News - 30 Jul 2025
Introducing Nathaniel Otley - Composer 'this rising tide: these former wetlands'
It’s truly an unbelievable privilege to have a work performed by the Dunedin Symphony Orchestra at the "Amalia plays Piazzolla" concerts on 16 and 17 August at the King's and Queen's Performing Arts Centre

I grew up in Ōtepoti going to so many of the orchestra’s concerts and if you’d told me at school that I’d one day have a work of my own premiered by the orchestra there is no way I would have believed you. I think the orchestra’s commitment to music from Aotearoa in recent years has gone from strength to strength, with some of the boldest and most interesting programming of any orchestra in the country and I hope my new work sits well both within this commitment, and alongside other recent premieres by local composers including Gillian Whitehead, Anthony Ritchie, Peter Adams, and Maddy Parkins-Craig.
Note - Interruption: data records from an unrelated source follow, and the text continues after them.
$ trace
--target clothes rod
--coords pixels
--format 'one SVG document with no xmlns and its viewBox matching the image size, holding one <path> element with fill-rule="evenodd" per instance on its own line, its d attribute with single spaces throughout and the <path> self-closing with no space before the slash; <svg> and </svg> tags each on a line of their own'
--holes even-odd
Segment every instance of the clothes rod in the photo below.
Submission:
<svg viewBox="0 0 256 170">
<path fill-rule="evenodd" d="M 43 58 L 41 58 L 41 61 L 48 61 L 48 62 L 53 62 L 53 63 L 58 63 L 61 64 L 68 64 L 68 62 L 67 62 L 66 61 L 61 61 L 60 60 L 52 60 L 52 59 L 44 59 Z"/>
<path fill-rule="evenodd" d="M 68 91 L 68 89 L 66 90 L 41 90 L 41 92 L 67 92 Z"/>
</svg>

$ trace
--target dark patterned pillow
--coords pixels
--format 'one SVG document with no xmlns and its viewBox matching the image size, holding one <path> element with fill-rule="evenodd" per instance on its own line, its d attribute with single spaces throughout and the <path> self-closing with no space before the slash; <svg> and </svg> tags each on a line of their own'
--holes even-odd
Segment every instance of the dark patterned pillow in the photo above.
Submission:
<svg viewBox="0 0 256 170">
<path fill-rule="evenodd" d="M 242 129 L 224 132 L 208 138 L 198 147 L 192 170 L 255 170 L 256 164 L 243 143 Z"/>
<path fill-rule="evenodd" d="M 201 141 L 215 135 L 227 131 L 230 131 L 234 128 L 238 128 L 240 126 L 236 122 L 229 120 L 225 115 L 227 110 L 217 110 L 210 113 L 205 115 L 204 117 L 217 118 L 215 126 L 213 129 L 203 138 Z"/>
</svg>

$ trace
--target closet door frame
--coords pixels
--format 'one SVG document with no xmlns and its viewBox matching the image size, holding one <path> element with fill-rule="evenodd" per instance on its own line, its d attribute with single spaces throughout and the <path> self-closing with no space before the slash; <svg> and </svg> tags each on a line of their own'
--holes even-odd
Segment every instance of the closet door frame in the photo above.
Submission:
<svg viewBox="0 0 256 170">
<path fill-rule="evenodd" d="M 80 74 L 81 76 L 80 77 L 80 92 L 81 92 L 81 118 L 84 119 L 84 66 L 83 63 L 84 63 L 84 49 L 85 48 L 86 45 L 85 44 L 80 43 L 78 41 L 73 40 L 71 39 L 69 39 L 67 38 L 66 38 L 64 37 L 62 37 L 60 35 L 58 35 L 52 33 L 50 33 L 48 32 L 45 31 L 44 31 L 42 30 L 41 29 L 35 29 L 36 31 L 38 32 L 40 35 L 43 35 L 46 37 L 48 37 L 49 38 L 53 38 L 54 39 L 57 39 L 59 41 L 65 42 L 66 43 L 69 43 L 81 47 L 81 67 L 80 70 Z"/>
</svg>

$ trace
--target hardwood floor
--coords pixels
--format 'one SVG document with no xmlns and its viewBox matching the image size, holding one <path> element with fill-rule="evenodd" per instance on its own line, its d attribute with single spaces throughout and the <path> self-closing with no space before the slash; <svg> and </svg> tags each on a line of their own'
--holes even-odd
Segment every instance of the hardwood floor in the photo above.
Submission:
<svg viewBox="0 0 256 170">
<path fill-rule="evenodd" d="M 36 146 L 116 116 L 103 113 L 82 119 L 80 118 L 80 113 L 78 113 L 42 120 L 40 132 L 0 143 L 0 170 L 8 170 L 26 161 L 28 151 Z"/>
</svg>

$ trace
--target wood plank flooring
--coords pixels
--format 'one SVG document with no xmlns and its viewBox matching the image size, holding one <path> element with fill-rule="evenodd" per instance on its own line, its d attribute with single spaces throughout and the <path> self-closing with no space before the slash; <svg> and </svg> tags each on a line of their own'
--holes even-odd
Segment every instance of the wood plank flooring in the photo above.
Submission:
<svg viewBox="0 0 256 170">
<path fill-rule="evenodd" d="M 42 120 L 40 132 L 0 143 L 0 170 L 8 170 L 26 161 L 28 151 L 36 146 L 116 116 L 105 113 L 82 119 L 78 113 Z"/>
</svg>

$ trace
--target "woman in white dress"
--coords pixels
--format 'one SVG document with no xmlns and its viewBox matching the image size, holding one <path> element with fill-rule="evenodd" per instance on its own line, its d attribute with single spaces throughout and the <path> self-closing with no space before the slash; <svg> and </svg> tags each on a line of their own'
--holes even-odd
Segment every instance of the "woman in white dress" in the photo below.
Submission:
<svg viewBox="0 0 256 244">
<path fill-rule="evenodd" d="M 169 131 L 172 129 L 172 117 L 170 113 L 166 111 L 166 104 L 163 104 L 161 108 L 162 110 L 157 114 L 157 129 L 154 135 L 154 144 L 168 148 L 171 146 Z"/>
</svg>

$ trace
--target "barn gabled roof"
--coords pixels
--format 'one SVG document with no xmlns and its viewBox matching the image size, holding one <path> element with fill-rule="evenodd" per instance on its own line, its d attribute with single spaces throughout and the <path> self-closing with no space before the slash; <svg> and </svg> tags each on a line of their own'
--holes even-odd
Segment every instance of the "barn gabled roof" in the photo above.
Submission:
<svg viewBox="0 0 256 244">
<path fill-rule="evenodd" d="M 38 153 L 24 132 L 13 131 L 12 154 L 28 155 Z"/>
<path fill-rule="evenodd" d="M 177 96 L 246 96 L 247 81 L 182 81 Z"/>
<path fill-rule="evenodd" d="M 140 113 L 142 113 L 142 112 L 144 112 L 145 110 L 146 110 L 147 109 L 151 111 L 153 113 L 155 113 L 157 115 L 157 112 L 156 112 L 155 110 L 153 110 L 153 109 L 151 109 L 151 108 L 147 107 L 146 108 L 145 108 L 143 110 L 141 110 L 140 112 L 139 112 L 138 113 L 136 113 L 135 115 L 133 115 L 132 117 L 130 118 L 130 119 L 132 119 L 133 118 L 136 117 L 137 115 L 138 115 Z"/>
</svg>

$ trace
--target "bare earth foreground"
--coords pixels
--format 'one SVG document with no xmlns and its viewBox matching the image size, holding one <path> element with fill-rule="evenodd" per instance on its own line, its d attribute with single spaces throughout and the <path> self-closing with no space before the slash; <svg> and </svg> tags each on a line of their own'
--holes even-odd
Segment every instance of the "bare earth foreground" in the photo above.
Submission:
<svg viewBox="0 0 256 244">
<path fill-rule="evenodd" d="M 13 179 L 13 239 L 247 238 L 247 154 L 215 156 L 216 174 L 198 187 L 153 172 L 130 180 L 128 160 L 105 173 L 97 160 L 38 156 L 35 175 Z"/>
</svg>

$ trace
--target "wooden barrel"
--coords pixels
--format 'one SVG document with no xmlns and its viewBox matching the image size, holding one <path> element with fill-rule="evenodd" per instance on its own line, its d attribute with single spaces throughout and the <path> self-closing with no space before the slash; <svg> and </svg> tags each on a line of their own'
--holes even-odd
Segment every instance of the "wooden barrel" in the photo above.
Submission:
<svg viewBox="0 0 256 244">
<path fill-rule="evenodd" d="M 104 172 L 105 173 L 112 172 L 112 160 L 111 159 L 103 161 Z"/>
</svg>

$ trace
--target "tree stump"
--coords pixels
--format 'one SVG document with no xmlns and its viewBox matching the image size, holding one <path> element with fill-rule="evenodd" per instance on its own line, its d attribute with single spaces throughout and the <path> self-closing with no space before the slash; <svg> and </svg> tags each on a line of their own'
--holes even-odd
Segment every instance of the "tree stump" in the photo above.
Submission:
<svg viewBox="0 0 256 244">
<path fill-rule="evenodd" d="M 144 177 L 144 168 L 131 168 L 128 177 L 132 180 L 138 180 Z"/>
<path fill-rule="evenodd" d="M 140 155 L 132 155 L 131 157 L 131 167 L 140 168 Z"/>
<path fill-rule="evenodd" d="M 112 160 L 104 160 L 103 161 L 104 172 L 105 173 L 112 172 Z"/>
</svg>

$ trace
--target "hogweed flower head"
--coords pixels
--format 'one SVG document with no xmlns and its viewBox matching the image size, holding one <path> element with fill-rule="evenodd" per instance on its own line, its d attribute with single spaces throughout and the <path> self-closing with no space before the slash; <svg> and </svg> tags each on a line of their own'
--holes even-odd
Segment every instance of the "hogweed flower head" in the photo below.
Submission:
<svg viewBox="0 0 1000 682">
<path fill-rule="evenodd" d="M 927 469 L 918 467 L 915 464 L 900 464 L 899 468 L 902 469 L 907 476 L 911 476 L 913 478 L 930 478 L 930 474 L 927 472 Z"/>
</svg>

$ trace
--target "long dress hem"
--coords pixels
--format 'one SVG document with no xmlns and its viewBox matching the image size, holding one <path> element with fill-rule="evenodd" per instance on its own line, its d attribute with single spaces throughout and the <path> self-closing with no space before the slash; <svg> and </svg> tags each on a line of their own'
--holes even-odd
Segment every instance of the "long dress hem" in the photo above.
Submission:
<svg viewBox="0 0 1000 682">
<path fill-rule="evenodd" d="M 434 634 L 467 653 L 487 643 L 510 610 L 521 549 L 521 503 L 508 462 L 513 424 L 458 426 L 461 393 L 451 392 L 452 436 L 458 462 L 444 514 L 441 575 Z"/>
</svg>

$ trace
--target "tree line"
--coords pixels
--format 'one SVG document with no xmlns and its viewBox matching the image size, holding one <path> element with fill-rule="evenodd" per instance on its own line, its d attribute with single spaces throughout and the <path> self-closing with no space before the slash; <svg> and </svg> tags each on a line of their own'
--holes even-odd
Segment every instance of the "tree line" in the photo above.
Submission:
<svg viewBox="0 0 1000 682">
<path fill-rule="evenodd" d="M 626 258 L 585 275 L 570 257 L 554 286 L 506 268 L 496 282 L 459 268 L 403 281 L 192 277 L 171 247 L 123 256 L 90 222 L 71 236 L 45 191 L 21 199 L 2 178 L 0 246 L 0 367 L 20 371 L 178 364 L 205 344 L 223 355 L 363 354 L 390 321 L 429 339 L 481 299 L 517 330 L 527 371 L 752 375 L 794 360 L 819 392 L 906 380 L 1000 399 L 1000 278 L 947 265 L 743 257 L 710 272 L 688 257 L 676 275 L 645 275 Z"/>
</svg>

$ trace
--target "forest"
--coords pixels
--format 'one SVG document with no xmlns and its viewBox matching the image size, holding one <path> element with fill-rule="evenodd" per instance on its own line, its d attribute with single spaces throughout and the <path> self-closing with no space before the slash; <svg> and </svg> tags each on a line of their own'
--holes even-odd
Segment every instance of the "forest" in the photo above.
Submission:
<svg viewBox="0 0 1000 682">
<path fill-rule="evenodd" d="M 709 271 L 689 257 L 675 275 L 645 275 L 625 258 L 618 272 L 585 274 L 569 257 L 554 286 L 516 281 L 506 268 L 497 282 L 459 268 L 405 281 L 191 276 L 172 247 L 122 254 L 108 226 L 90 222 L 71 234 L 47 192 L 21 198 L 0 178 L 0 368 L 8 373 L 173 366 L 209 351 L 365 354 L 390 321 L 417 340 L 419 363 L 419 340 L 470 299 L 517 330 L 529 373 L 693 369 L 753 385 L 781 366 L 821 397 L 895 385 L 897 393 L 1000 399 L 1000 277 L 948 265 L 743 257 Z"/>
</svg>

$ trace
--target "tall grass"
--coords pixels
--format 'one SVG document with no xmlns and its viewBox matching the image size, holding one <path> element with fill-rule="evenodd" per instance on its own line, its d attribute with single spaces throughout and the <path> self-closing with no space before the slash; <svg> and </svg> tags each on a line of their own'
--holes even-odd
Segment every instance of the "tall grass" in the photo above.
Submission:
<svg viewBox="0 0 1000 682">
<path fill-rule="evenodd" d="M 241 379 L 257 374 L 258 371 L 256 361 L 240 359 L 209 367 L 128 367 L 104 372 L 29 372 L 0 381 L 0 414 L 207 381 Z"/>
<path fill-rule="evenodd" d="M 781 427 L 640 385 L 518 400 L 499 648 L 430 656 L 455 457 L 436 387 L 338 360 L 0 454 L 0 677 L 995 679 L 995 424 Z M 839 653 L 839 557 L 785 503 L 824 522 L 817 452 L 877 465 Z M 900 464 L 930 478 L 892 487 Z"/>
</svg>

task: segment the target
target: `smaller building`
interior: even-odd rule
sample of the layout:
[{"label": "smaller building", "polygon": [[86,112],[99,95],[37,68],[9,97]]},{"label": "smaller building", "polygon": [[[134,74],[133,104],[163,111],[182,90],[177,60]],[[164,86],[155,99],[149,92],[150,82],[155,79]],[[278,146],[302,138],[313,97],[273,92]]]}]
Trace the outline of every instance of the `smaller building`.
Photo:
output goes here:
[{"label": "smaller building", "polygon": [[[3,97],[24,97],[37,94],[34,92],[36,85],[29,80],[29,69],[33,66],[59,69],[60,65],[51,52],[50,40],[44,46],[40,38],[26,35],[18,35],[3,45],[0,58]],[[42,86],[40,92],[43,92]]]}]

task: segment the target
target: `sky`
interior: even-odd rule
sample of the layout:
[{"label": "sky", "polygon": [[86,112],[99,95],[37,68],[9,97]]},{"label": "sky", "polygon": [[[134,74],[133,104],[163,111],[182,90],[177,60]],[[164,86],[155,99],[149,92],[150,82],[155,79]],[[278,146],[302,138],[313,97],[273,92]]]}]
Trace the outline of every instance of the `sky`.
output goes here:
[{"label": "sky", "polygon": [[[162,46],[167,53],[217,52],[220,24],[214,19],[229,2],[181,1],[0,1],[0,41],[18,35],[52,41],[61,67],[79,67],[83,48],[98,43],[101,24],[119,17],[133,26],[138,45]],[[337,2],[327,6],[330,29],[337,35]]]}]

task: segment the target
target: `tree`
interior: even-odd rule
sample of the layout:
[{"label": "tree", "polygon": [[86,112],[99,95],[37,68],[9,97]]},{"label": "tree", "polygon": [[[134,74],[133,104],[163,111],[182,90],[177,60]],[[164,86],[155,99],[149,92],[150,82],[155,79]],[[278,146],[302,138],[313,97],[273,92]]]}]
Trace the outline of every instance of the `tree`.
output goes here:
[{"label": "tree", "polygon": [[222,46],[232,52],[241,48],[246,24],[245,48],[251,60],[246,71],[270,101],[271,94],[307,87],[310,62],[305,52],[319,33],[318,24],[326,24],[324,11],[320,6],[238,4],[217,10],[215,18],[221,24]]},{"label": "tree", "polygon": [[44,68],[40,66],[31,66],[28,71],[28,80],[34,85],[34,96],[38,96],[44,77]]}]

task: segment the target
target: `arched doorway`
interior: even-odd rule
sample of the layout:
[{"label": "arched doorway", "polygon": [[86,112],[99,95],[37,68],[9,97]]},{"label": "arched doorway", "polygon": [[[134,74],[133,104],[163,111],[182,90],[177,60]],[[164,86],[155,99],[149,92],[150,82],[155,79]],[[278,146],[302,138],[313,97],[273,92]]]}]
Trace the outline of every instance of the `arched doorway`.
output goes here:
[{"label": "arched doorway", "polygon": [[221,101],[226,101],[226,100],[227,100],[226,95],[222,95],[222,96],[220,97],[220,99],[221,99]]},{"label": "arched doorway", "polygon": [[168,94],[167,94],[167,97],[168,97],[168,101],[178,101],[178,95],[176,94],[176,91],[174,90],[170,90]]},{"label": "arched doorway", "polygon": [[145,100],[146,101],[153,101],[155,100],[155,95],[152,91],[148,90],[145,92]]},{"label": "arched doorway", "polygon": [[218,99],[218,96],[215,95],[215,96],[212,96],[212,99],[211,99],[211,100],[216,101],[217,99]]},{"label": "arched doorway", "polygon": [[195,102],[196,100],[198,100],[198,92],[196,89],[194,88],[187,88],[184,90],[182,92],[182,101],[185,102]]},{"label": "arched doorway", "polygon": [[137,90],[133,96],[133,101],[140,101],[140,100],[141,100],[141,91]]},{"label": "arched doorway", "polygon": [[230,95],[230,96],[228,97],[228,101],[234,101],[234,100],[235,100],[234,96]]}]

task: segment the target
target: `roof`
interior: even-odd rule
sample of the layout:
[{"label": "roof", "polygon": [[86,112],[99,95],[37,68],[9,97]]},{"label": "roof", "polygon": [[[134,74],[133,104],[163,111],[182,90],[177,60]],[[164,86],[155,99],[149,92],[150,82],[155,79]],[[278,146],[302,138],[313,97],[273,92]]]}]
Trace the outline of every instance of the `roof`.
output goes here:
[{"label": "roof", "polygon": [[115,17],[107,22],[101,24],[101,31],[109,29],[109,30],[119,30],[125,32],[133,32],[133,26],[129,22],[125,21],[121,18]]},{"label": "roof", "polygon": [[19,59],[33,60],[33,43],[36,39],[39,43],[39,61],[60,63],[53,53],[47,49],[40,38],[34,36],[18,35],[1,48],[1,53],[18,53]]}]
“this rising tide, these former wetlands” is a work that came about from my interest in how the ecological world interacts with human communities in Aotearoa. Many local communities are currently being forced to improvise and adapt due to increasingly adverse weather events, sea level rise and erosion due to climate change.
Through this process we are becoming more and more aware of the ways in which we are fundamentally interconnected with and reliant on the natural world. My work for DSO is specifically focused on this phenomenon in the South Dunedin area and came about through both my own experiences walking home from school through floodwaters in 2015 as well as seeing how the community has responded to continued ecological pressures since.
My work is thus intensely personal, but within it I have tried to include a wide range of stories relating to the to flooding from the wider community. These find their way into the work in both implicit and explicit ways that combine to give the work what I think is a real vibrancy and vulnerability. Composing, for me, is a way to think about and process what is happening within the world, as well as an opportunity to formulate responses to it and imagine futures that have the potential to resonate with people.
Thus, from an audience perspective, my hope is that people can hear and feel the care and energy that has gone into producing this deeply personal work and I hope they will hear the work as both a reflection on the world in the present well as a searching for potential and opportunity for the future.